01. Die Grenzen des klassischen OCR
Klassisches OCR (Tesseract, ABBYY usw.) liest zeilenbasiert und sagt „an dieser Koordinate steht das“. Um Felder korrekt zu finden, ist meist eine Vorlagendefinition (Template) nötig. Wechselt der Lieferant der Rechnung, bricht die Vorlage.
02. LLM-basiertes OCR: die neue Generation
Modelle wie GPT-4V, Claude und Gemini lesen und verstehen das Bild direkt. Sie beantworten die Frage „Wie hoch ist die Summe dieser Rechnung?“ ohne jede Vorlage.

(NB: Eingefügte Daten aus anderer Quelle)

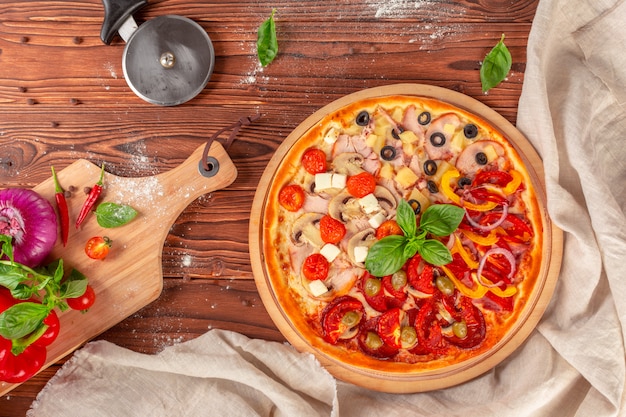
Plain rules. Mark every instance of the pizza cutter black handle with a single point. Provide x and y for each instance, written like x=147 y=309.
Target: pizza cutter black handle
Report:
x=115 y=14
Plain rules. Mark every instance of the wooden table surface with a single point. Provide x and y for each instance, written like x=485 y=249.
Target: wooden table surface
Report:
x=63 y=96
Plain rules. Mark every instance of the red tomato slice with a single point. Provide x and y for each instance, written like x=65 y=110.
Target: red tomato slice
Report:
x=315 y=266
x=475 y=322
x=314 y=161
x=342 y=314
x=371 y=343
x=389 y=328
x=361 y=184
x=429 y=334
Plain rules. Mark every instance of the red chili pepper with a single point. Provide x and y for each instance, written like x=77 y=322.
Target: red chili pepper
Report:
x=22 y=358
x=95 y=192
x=64 y=214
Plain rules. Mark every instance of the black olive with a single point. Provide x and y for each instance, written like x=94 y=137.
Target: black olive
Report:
x=481 y=158
x=432 y=187
x=396 y=133
x=415 y=205
x=363 y=118
x=464 y=181
x=423 y=118
x=388 y=153
x=470 y=131
x=438 y=139
x=430 y=167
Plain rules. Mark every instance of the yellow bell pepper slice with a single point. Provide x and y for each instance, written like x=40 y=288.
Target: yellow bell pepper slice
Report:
x=488 y=240
x=448 y=192
x=480 y=290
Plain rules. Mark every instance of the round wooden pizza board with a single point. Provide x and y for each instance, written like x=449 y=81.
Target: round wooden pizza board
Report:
x=131 y=276
x=445 y=377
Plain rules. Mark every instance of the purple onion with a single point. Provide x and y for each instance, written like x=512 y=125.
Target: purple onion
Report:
x=32 y=222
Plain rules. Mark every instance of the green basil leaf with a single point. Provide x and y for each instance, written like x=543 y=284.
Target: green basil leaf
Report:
x=412 y=246
x=22 y=319
x=405 y=216
x=74 y=286
x=111 y=215
x=496 y=66
x=441 y=219
x=436 y=253
x=11 y=276
x=267 y=43
x=386 y=256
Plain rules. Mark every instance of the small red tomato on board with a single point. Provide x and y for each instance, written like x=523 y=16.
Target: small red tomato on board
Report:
x=315 y=267
x=98 y=247
x=331 y=230
x=361 y=184
x=314 y=161
x=84 y=302
x=291 y=197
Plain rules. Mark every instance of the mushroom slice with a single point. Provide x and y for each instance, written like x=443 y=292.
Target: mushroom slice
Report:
x=348 y=163
x=478 y=155
x=344 y=207
x=365 y=238
x=439 y=136
x=306 y=230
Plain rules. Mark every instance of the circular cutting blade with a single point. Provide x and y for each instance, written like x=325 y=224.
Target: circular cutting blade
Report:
x=168 y=60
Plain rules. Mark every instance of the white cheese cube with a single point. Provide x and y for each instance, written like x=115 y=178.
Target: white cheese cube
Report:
x=317 y=288
x=331 y=135
x=360 y=253
x=323 y=181
x=377 y=219
x=369 y=203
x=330 y=252
x=339 y=181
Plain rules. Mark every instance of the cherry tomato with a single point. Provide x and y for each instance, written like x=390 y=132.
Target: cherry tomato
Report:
x=291 y=197
x=342 y=314
x=465 y=312
x=314 y=161
x=331 y=230
x=98 y=247
x=361 y=184
x=315 y=267
x=420 y=280
x=371 y=343
x=388 y=228
x=51 y=333
x=389 y=328
x=84 y=302
x=428 y=328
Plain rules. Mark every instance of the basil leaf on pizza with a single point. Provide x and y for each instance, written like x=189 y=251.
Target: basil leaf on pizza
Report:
x=425 y=220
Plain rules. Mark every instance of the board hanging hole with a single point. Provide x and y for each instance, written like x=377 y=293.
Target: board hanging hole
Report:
x=213 y=166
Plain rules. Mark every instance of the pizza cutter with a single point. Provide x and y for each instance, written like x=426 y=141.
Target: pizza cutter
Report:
x=167 y=60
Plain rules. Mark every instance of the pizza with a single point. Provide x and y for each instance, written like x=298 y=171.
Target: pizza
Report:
x=402 y=234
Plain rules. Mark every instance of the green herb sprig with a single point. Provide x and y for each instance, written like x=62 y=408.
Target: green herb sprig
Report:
x=111 y=215
x=24 y=282
x=267 y=43
x=390 y=253
x=496 y=66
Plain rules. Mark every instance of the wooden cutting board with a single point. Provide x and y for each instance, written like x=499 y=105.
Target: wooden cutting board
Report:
x=131 y=276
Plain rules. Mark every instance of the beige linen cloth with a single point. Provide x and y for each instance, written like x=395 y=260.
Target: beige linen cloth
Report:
x=573 y=109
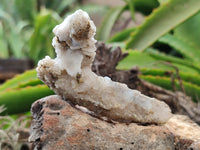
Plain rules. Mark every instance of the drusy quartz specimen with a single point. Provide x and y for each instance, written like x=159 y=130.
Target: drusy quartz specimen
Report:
x=70 y=76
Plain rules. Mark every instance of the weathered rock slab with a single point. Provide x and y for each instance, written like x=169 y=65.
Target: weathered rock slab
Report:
x=58 y=125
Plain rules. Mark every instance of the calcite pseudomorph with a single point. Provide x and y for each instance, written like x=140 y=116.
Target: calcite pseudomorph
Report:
x=70 y=76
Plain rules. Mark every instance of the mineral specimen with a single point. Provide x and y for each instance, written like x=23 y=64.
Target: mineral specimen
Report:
x=70 y=76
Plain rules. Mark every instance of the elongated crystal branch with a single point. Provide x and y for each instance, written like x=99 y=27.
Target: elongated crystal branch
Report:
x=70 y=76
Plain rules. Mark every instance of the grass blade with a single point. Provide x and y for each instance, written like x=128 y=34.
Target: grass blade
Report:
x=161 y=21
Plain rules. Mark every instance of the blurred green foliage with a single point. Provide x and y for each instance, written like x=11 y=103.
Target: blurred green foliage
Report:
x=26 y=25
x=167 y=41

Das ist ein Zuwachs an Geschwindigkeit und Flexibilität.
03. Konkrete Anwendungsbereiche
Bereiche, in denen LLM-OCR nützt:
- Lieferantenrechnungen (200 verschiedene Formate, derselbe Ablauf)

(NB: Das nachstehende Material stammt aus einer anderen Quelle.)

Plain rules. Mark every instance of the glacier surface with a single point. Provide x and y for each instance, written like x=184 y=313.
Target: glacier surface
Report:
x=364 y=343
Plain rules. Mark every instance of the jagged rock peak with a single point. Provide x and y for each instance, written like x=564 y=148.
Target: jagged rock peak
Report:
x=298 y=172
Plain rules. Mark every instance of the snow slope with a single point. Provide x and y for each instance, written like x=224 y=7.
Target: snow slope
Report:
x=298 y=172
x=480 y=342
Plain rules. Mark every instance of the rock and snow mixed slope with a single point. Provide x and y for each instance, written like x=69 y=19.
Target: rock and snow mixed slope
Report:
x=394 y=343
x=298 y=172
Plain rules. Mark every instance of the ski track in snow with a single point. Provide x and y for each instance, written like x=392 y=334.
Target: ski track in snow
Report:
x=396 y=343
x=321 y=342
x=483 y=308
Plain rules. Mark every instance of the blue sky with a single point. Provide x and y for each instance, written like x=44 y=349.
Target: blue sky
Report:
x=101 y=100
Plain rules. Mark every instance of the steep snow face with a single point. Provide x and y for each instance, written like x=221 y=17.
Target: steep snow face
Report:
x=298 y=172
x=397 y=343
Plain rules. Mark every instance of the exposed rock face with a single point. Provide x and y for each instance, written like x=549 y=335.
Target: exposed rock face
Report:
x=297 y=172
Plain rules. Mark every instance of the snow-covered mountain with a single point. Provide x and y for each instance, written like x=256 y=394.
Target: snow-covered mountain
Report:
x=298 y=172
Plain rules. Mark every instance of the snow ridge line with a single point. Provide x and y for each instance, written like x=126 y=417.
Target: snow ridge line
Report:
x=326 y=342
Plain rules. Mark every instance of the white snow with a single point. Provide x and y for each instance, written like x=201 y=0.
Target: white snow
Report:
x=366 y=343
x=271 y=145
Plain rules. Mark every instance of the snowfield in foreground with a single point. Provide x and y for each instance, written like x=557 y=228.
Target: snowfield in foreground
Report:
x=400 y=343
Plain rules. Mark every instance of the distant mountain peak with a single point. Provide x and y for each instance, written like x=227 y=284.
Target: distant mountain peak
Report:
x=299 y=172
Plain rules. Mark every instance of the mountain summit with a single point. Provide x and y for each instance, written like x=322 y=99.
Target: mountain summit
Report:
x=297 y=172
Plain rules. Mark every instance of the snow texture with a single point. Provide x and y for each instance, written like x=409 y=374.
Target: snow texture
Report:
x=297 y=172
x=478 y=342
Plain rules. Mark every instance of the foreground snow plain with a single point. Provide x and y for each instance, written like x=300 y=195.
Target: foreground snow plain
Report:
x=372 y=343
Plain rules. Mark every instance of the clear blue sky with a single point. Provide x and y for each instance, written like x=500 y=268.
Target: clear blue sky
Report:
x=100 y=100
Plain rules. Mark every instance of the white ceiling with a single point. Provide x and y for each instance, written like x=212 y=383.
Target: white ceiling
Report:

- Zusammenfassung von Verträgen
- Auslesen von Formularen und Anträgen
- Ausweis- und Passverifizierung
- Versandetiketten und Lieferscheine
In jedem Szenario ist eine Genauigkeit von 90 %+ möglich, für kritische Felder wird eine menschliche Prüfung ergänzt.
04. Der Prozess des Schreibens ins ERP
OCR endet nicht mit dem Auslesen; die ausgelesenen Daten müssen in das richtige Feld des ERP geschrieben werden. Dafür braucht es:
- Feldzuordnung (die „Summe“ in der Rechnung → „Gesamtsumme“ im ERP)
- Genehmigungsablauf (besonders bei Rechnungen mit hohem Betrag)
- Ausnahmeverwaltung (ist das OCR unsicher, kommt der Mensch ins Spiel)
Werden diese nicht konzipiert, ist OCR eine halbe Lösung.